確変大当りフラグがセットされている場合は、セットされているフラグ(確変大当りフラグ)をリセットし(ステップS159)、確変フラグをセットして遊技状態を確変状態に移行させる(ステップS161)。次いで、CPU56は、時短フラグをセットし(ステップS161A)、時短回数カウンタに所定値(例えば100)をセットする(ステップS161B)。すなわち、この実施の形態では、大当り遊技状態を終了後に、所定回数(例えば100回)の変動表示が終了するまで、遊技状態が時短状態(確変状態であるとともに時短状態である場合を含む)に制御される。そして、特別図柄プロセスフラグの値を特別図柄通常処理(ステップS300)に対応した値に更新する(ステップS162)。

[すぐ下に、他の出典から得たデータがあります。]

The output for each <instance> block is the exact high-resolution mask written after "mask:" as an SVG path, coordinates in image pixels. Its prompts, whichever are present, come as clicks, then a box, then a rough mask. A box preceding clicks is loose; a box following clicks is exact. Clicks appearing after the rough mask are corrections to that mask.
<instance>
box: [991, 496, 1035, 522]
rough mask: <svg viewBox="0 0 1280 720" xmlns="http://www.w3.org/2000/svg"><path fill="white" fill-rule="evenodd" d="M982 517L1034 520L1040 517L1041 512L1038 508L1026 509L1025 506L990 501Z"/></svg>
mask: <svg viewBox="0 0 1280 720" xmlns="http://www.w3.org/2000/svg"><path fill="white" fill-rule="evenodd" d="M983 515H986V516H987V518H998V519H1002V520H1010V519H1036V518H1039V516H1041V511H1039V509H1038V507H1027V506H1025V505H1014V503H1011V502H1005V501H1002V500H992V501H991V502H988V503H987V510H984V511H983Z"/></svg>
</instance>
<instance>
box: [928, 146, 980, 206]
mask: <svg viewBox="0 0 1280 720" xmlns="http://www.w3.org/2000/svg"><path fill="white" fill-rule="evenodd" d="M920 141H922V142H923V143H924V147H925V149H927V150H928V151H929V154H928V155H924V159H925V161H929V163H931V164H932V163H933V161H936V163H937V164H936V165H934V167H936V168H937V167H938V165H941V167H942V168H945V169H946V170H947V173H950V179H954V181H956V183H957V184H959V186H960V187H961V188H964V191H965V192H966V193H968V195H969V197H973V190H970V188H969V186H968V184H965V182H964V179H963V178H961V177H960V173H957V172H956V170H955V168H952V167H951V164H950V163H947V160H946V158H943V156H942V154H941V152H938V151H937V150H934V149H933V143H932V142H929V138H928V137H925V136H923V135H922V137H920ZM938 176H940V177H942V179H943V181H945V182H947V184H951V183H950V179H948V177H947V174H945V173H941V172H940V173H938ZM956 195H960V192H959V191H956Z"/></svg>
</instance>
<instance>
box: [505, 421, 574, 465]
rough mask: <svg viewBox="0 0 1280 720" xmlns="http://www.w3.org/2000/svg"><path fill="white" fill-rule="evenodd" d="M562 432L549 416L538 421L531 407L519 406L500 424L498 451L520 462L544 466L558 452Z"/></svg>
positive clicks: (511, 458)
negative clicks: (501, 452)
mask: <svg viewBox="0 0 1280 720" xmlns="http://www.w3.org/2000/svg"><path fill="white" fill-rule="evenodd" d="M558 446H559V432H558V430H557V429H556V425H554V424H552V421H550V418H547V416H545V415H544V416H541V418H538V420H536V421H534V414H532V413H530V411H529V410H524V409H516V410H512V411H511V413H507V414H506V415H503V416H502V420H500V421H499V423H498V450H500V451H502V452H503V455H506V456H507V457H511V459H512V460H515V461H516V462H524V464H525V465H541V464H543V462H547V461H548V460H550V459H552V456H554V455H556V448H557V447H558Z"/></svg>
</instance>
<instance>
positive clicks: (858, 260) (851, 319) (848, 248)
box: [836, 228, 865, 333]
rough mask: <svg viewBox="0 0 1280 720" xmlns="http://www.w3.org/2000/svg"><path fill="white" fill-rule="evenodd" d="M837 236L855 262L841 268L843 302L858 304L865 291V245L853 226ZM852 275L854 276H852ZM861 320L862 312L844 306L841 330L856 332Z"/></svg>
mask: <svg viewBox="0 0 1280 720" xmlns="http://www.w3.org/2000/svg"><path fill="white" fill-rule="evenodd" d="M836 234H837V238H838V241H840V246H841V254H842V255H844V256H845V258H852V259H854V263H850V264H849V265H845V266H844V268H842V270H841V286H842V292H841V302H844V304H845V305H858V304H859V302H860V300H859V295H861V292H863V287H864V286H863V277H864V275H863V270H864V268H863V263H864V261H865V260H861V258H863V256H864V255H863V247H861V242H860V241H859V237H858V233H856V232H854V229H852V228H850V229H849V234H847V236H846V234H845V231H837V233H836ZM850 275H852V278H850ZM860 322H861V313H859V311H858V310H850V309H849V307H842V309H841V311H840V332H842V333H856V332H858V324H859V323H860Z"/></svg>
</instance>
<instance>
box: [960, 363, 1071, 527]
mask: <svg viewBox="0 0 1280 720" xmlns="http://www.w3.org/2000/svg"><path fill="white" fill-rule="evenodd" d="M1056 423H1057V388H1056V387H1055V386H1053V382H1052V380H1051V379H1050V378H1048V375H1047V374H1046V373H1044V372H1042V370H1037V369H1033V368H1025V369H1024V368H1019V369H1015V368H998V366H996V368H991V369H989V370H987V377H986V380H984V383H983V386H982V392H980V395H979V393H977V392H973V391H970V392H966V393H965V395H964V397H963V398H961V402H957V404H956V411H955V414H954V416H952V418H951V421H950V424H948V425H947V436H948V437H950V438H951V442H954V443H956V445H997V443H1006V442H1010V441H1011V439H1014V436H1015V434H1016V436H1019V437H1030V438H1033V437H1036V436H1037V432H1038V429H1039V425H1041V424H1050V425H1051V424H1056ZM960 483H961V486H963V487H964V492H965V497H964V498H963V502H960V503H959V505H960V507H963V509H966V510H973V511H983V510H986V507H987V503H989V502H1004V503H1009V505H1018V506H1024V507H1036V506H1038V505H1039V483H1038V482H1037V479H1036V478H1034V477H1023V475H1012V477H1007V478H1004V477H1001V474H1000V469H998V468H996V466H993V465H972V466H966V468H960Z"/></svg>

ステップS308の小当り開放前処理では、大入賞口開放前処理(ステップS305)と同様の処理を行う。ただし、特別図柄プロセスフラグの値を、大入賞口開放中処理に対応した値に更新することに代えて、小当り開放中処理に対応した値に更新する。また、ステップS309の小当り開放中処理では、大入賞口開放中処理(ステップS306)と同様の処理を行う。ただし、最終ラウンドでない場合には、特別図柄プロセスフラグの値を小当り開放前処理(ステップS308)に対応した値に更新し、最終ラウンド(第2ラウンド)であれば、特別図柄プロセスフラグの値を小当り終了処理(ステップS310)に対応した値に更新する。
図30は、特別図柄プロセス処理における小当り終了処理(ステップS310)を示すフローチャートである。小当り終了処理において、CPU56は、小当り終了表示タイマが設定されているか否か確認し(ステップS170)、小当り終了表示タイマが設定されている場合には、ステップS174に移行する。小当り終了表示タイマが設定されていない場合には、小当りフラグをリセットする(ステップS171)。そして、小当り終了表示タイマに、演出表示装置9において小当り終了表示が行われている時間(小当り終了表示時間)に対応する表示時間に相当する値を小当り終了表示タイマが設定し(ステップS173)、処理を終了する。なお、図30に示されているカウントスイッチ検出時間とは、遊技球が大入賞口に入賞してから、カウントスイッチ23で検出されるのに十分な時間である。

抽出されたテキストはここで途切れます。